Difficult times affect everyone, regardless of the stage their life is at. But how do you bounce back?
How do you bounce back from difficult times?
First, you need to give yourself time to heal. There is no generic rule as to how long this process will take. But when you feel like you want things to go back to sort of normal, that’s when you know you are ready.
Then, and only then can you take the necessary steps towards recovery. These can include meditation, positive thinking, support from friends and family, and even therapy. Sometimes you need to change the path you are on in order to cope with your loss (and that loss can be anything or anyone).
Am I feeling the right thing?
The first stage is grief and mourning of what you lost. You might feel lost yourself, unable to move on. Some of us feel guilty, angry, upset, hurt. And that’s okay. It’s okay to feel all those emotions. Many people will expect you to feel a certain way, or to simple ‘get your act together’. They will expect you to be okay after a certain period of time, too.
But guess what? That’s not okay. They shouldn’t be telling you how to feel and when. Why? Because they aren’t walking in your shoes. Grief is different for everyone, and you can grieve everything from the loss of a job to the loss of a loved one. You can feel grief when a major change enters your life, too.
Whatever you are feeling right now is natural. Don’t let others dictate your thoughts and feelings, because they are your own. Let them all out. Cry if you need to. It’s not a sign of weakness, but a sign of having been strong for way too long. Emotions are supposed to be felt in order for them to be processed and in order for you to move on.
When should I move on?
When you feel like you are ready. You might ask at this stage, what happens if you never feel like you are ready? Or you might feel like you want to move on, but you lack the motivation to do so. What is the ‘allowed’ time to grieve, and when should you move on from whatever difficulty you are facing?
The answer still lies within yourself. Your soul knows how much time it needs to heal. Even if you don’t realize that you are ready to face the future, your soul will send you subtle signs. You might find yourself sniffing a flower for the first time in years, or listen to the birds’ song outside, closing your eyes in enjoyment.
When you start noticing all the blessings around you, that’s when you are ready to take the next step towards a new you. You might still resist the change, because grief does that to you. It wraps you in a comfortable blanket, hiding you away from more pain. But that blanket is also suffocating you after some time.

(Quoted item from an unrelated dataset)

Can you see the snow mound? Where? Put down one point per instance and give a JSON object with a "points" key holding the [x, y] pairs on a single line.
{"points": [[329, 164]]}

Remember, it doesn’t matter how long it takes for you to get back up once life has knocked you down. But you do need to get back up eventually.
How can I move on?
Let’s be honest here. Your life might never be the same after the loss you suffered. You might need to find a new career path entirely, or you might have lost a loved one and you will never get time to spend with them.
But the idea of moving on doesn’t mean that we forget. It simply means that we learn to live with the pain, and slowly fill our souls up with positive emotions. The idea is to start focusing on the good things, instead of the bad. It takes time and lots of outside help, but the most important thing is this: you need to be ready and you need to be willing.
- Talk or write about how you feel. The good and the bad. If you are angry, anxious, sad, hurt or indifferent, tell someone. This could be your diary, a friend, a therapist, but even your dog. The main thing is to let it all out. Once it’s out in the open, you will look at it in a different way.
- Find others who went through something similar. Talking to people who have similar feelings can help you voice your fears, worries and emotions, especially when it’s the hardest. You might even learn how they got through it and get some pointers.
- Pick up a new hobby – Trying new things can help shift our focus and make us realize that life goes on, no matter what happened or how upset we are. Try to remember your childhood. Did you always want to become an astronaut? Why not try origami rockets?
- Treat yourself – We know that this is the last thing you want to do right now. But if you make it an incentive, it could work. Try to set a daily goal for yourself, and if you achieve that goal, give yourself a reward. This could be anything from a cup of your favourite coffee to a walk in the park. Try to remember what made your soul sing before.